C’est dans cette position que se construit le fantasme d’une peau commune à la mère et au bébé. Il est constitutif de l’ appareil psychique originaire.
Les fantasmes d’illusion gémellaire du couple, ou ceux d’illusion familiale et groupale participent d’un appareil psychique de groupement appartenant à cette position.
La position narcissique paradoxale se situe dans le registre de l’adhésivité, de la séduction narcissique et de l’emprise.
Elle est bidimensionnelle.
Les structures de l’objet, de la défense et de l’affect y sont paradoxales.
L’objet paradoxal, qu’il soit un individu, un couple, une famille ou un groupe, tend à lier indissociablement entre eux deux aspects de l’objet inconciliables et cependant non opposables. La position narcissique paradoxale est donc caractérisée par une relation adhésive omnipotente d’objet narcissique paradoxale.
Sa défense de structure rythmique protège le sujet à la fois contre les sensations et angoisses catastrophiques primitives claustrophobiques (le trop serrer) et agoraphobiques (le trop lâcher ou le laisser tomber). Cette défense rythmique est due à l’oscillation des investissements narcissiques centripètes et antinarcissiques centrifuges, vécus en termes de sensation-émotion. Elle est paradoxale car elle tend à défendre simultanément le sujet contre les sensations et les angoisses primitives liées à l’union corporelle et à la séparation de même nature d’avec l’objet.
L’affect paradoxal tend à lier indissociablement entre eux deux affects inconciliables et cependant non opposable (la terreur et la fascination par exemple).
Le conflit originaire y est traité selon le mode paradoxal et l’objet tend à être à la fois contenant et contenu. Cette position est caractérisée par les fantasmes antagonistes d’enveloppe commune idéale et d’enveloppe commune inadéquate.
Elle possède une double potentialité de développement : l’une, vers l’œdipe et l’engendrement lorsque le sujet est contenu par l’objet, l’autre, vers l’antœdipe et l’autoengendrement lorsque le sujet contient l’objet.
Dans sa forme normale, le rythme de la défense est optimale et la paradoxalité ouverte de cette position évoluera vers l’ambiguïté et la transitionnalité, la position dépressive et l’œdipe.
Dans sa forme pathologique, le rythme est trop rapide ou trop lent et la paradoxalité fermée (‘‘vivre ensemble nous tue, nous séparer est mortel’’) évoluera vers des pathologies antoedipiennes situées en deçà de la névrose : psychoses, perversions, toxicomanies et somatoses. La libido incestuelle ou incestueuse se met alors au service de la libido narcissique. Une organisation antœdipienne pathologique anti-fantasme et anti-jeu se crée contre le développement de l’œdipe, à l’origine d’un transfert paradoxal.

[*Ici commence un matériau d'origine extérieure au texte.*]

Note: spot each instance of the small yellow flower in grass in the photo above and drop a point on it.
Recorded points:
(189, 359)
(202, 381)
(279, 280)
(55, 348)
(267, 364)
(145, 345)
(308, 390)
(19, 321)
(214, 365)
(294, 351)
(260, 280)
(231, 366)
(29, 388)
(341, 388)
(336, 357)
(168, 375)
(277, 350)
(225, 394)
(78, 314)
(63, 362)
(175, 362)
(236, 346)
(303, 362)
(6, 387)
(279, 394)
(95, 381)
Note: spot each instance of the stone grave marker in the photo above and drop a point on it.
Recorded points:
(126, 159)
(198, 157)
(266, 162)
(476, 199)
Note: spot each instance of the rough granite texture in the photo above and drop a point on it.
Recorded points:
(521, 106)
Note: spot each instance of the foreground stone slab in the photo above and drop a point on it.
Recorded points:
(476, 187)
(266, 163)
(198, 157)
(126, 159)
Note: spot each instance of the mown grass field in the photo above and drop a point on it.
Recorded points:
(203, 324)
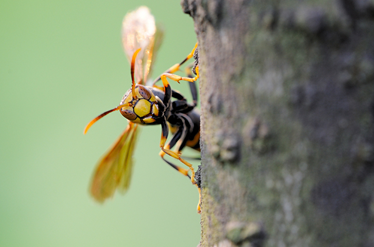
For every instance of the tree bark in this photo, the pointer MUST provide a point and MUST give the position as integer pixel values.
(287, 114)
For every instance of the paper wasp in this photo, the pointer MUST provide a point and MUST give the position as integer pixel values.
(147, 105)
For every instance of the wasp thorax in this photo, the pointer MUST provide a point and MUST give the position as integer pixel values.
(142, 108)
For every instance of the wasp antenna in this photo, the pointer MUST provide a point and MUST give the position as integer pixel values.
(88, 126)
(132, 72)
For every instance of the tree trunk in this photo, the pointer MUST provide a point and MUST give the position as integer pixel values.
(287, 136)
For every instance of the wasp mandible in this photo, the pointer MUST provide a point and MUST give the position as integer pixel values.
(147, 105)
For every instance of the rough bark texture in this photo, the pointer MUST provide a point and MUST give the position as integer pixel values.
(287, 98)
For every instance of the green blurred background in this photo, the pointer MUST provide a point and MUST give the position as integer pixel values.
(61, 64)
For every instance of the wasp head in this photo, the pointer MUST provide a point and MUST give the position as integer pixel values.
(140, 108)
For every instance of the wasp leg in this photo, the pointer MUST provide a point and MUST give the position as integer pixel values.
(171, 153)
(180, 138)
(178, 78)
(176, 67)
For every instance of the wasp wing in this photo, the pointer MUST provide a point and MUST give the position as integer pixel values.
(139, 31)
(115, 168)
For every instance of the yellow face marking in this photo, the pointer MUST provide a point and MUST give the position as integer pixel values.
(155, 109)
(148, 120)
(142, 108)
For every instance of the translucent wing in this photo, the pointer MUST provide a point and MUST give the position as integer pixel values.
(139, 31)
(115, 168)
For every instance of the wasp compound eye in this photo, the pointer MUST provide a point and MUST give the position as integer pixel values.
(142, 108)
(127, 113)
(144, 93)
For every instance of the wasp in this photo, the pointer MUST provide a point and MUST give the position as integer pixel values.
(147, 105)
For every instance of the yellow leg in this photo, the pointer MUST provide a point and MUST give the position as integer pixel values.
(178, 78)
(176, 67)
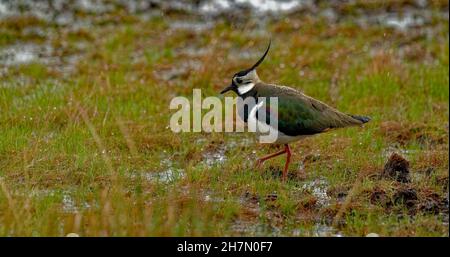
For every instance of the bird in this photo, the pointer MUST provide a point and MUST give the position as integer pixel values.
(299, 115)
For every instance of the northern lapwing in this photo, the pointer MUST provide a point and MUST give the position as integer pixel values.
(298, 115)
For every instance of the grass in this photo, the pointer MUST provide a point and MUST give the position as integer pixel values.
(82, 153)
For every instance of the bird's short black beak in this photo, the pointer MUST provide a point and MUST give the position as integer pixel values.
(230, 87)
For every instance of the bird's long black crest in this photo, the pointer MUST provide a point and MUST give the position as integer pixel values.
(262, 58)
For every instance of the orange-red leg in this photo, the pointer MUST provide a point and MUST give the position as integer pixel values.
(288, 160)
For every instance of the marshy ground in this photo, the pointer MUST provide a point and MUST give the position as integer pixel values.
(85, 147)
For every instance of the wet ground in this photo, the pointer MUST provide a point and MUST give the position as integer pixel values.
(60, 35)
(36, 31)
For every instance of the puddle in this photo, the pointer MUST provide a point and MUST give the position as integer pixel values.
(19, 54)
(256, 6)
(167, 176)
(196, 26)
(318, 189)
(180, 71)
(248, 228)
(322, 230)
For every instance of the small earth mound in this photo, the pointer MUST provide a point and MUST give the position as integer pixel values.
(406, 196)
(397, 168)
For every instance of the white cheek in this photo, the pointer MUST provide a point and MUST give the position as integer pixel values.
(244, 89)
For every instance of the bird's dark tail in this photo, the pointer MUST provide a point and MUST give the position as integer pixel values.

Ainsi il existe un gradient de positions qui s’étend de la position narcissique paradoxale normale à la paradoxalité ouverte où co-existent pacifiquement antoedipe tempéré et pré-oedipe aux positions narcissiques paradoxales pathologiques à la paradoxalité fermée, caractéristique de l’antoedipe pathologique avec son cortège de transagirs.

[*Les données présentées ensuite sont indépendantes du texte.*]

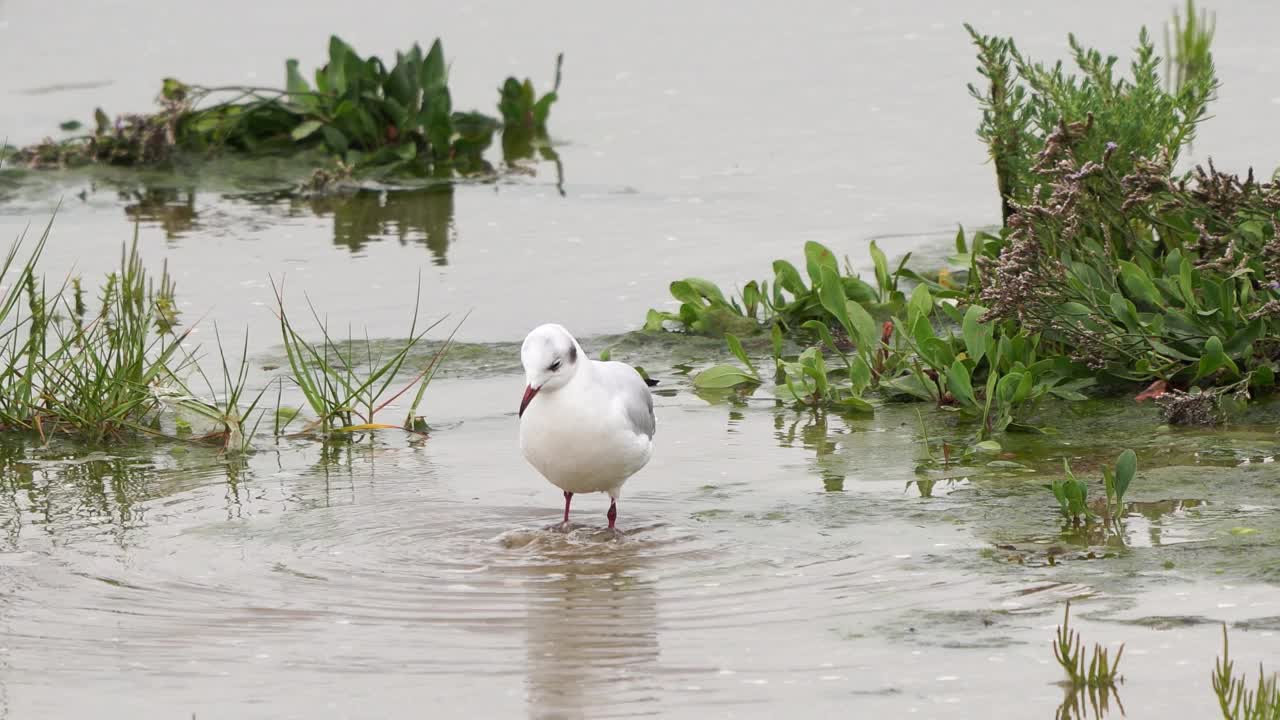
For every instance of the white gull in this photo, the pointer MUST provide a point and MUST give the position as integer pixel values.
(585, 424)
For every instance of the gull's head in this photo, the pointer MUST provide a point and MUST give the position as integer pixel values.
(551, 358)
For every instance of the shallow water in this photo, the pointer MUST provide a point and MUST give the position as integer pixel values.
(772, 560)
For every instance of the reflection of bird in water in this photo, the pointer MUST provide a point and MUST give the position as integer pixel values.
(593, 639)
(586, 425)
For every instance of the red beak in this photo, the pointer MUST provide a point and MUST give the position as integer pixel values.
(529, 396)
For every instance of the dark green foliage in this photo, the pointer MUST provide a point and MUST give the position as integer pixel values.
(1109, 267)
(373, 118)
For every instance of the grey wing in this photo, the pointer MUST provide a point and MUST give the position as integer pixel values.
(634, 395)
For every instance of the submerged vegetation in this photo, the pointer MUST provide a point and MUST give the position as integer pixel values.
(1112, 273)
(1092, 683)
(360, 115)
(1234, 696)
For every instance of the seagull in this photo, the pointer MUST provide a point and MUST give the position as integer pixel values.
(585, 424)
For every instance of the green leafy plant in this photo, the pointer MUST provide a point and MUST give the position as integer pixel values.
(1073, 496)
(376, 118)
(1098, 671)
(346, 382)
(1235, 698)
(1025, 105)
(1116, 483)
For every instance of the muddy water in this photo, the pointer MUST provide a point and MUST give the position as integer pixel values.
(773, 561)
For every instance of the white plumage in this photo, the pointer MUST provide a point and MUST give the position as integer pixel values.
(586, 425)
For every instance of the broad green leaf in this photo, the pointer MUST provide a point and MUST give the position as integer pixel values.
(864, 327)
(823, 333)
(785, 274)
(300, 91)
(1262, 377)
(735, 346)
(882, 278)
(831, 294)
(859, 374)
(918, 308)
(1184, 283)
(434, 72)
(818, 256)
(1006, 388)
(1214, 359)
(856, 405)
(1125, 468)
(686, 294)
(1138, 285)
(707, 290)
(723, 377)
(305, 130)
(959, 384)
(912, 386)
(937, 354)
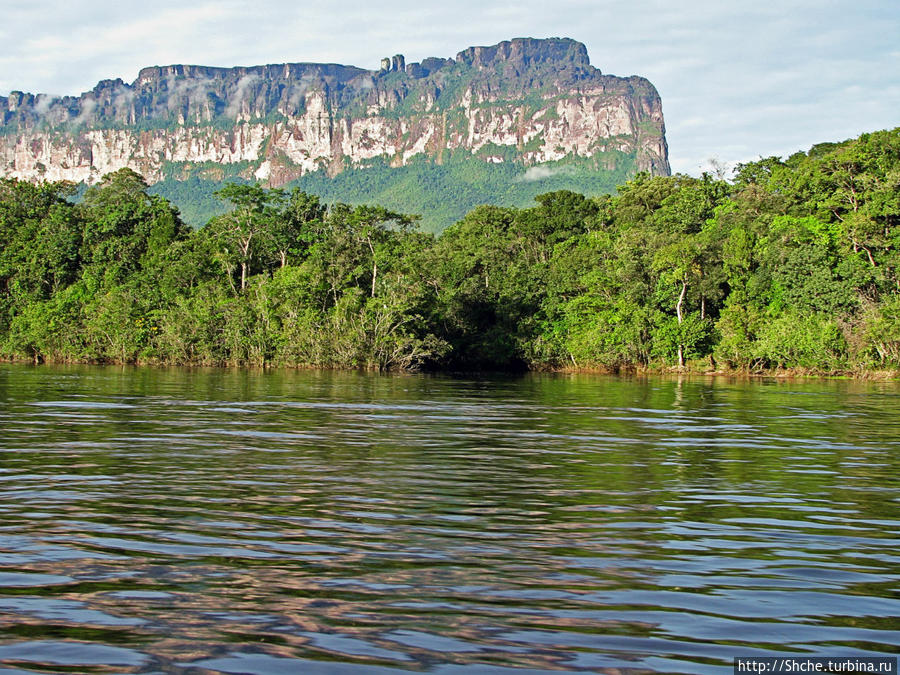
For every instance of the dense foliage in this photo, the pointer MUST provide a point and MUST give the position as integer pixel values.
(793, 264)
(442, 193)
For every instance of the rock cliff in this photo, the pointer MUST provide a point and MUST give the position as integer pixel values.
(527, 101)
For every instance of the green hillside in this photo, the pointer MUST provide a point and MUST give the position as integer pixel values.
(440, 193)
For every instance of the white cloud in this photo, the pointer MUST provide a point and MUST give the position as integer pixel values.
(738, 80)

Enfin cette position est le lieu de la tendance à la répétition de l’appareil psychique individuel et familial liée à la recherche automatique et frénétique de l’objet.
Historique
En 1910, S. Freud dans « Un cas particulier de choix d’objet chez l’homme » décrit un fantasme d’autoengendrement : « Toutes les pulsions de tendresse, de reconnaissance, de concupiscence, de défi, d’autonomie sont satisfaites par l’unique désir d’être son propre père ».

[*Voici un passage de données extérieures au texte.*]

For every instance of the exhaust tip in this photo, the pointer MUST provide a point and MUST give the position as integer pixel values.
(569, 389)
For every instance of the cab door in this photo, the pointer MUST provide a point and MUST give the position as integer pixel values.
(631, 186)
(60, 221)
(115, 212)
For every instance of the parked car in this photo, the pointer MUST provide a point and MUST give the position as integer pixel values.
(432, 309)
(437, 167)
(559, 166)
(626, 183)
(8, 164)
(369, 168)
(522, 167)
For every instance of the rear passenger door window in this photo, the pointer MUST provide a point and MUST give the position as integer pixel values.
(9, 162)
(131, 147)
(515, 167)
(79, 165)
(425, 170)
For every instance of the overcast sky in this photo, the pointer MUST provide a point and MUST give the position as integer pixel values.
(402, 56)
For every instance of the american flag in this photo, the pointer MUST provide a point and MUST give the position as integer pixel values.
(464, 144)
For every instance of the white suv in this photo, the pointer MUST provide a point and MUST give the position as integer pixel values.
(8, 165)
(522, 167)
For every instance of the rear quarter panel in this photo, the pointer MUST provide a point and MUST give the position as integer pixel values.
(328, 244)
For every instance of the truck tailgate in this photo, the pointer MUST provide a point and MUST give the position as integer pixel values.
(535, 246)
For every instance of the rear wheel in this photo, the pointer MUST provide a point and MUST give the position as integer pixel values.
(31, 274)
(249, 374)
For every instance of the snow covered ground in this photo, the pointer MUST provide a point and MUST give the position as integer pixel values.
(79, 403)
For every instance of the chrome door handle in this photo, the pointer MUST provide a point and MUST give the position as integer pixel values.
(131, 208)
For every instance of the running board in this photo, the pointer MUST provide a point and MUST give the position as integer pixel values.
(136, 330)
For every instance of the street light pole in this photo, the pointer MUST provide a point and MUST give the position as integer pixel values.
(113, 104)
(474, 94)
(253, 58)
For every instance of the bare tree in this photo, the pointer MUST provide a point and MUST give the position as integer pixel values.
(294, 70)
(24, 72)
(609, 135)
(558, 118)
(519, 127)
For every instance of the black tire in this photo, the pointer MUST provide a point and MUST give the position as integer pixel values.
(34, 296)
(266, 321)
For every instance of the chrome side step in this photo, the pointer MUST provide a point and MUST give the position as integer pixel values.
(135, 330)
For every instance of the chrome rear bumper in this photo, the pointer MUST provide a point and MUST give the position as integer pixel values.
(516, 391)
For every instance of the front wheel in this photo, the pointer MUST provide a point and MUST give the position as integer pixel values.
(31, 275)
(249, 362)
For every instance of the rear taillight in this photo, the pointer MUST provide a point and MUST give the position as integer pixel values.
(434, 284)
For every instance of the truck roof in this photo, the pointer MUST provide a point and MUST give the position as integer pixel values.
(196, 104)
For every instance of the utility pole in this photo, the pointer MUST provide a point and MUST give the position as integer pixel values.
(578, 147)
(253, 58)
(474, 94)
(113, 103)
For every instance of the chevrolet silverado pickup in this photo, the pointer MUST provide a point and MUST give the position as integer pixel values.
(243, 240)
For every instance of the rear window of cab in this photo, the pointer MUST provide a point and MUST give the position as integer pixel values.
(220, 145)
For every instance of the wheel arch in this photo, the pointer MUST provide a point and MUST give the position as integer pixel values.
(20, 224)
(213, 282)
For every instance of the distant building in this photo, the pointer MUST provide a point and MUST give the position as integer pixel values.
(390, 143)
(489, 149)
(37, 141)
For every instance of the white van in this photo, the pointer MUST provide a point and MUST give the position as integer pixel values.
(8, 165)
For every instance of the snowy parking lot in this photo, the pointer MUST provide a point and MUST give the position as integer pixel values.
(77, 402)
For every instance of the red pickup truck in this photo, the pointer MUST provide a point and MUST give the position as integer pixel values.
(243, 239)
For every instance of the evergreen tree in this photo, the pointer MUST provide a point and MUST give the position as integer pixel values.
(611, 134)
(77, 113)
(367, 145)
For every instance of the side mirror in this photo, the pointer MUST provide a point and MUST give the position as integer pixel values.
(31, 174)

En 1913, E. Jones décrit dans Théorie et pratique de la psychanalysele fantasme du renversement de l’ordre des générations : « J’ai attiré l’attention, dit-il, sur l’importance d’un fantasme particulier qui est loin d’être rare chez les enfants. Au fur et à mesure qu’ils grandissent, ils s’imaginent que leur position par rapport aux parents s’intervertit au point qu’ils finissent par se croire les parents, ceux-ci devenant les enfants ». Ce fantasme de renversement générationnel « a ses origines, dit l’auteur, dans le narcissisme ».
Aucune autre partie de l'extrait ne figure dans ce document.